UDS was managed as a living product with structured governance to prevent bloat, protect UX consistency, and prioritize high-impact POD needs. Quality was reinforced through repeatable audit standards that validated parity across design intent, implementation, and cross-browser performance.

  • Formalized a component lifecycle: request/RFC → UX/accessibility review → dev implementation → QA checks → release → telemetry and deprecation.
  • Prioritized POD requests based on business impact and sprint capacity.
  • Maintained a future-focused backlog to keep foundations ahead of 'nice-to-haves.'
  • Defined audit checklists across typography, layout/spacing, color systems, form behaviors, icons/images, and micro-interactions.
  • Published the UDS Documentation Website as the single front door for standards, usage patterns, and release updates — reducing onboarding friction and enabling more self-serve adoption.
Typography Layout & Spacing Colors Form Elements Images & Icons Micro-interactions Animations Storybook Figma Confluence Release Notes

UDS Governance & Component Lifecycle Diagram

This diagram maps the full lifecycle of a UDS component — from team request and RFC through UX review, accessibility validation, engineering implementation, QA sign-off, versioned release, and eventual deprecation. It was the operating backbone used by the Design System Council to manage intake, prioritize work across PODs, and ensure every component met quality and governance standards before reaching production.

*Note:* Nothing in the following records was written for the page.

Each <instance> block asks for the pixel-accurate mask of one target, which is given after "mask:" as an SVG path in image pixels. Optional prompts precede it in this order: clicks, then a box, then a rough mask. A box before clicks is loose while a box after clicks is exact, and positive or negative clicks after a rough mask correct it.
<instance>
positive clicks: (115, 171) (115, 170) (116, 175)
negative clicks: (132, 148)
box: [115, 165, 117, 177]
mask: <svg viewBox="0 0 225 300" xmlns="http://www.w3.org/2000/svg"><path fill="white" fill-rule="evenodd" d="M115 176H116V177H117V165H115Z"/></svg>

UDS Governance & Component Lifecycle Diagram

Adoption, Roadmap & Organizational Impact

With v1 adoption proving value in production, the roadmap shifted toward formalizing the next generation of UDS foundations and expanding the system's enterprise readiness. The strategy prioritized high-impact components, theming improvements, a stronger documentation platform, and a demo path that made adoption easier and more self-serve.

UDS Core Components UDS 2.x Themes Update UDS Website UDS Demo App

Defined a prioritization model across MSP PODs, Collective Hub needs, and the UDS backlog to keep high-impact work ahead of 'nice-to-haves.'

Positioned UDS as Merchandising's core UI/UX resource and articulated the business case for design systems (consistency, efficiency, cost control, and scalable delivery).

Merchant & Supplier Portal — Flagship Use Case

Before UDS

Fragmented supplier workflows across SharePoint, email, and legacy tools triggered long onboarding SLAs and manual rework.

After UDS

MSP rebuilt on UDS templates and components — global navigation, data-dense dashboards, task lists, and workflows sharing the same grid, patterns, and foundations.

76% SLA reduction (21 → 5 days)
23% error reduction
+15 NPS improvement

MSP became the proof-point used to secure continued investment and expand adoption into additional PODs.

“We made  UDS  feel like a product, not a side project.”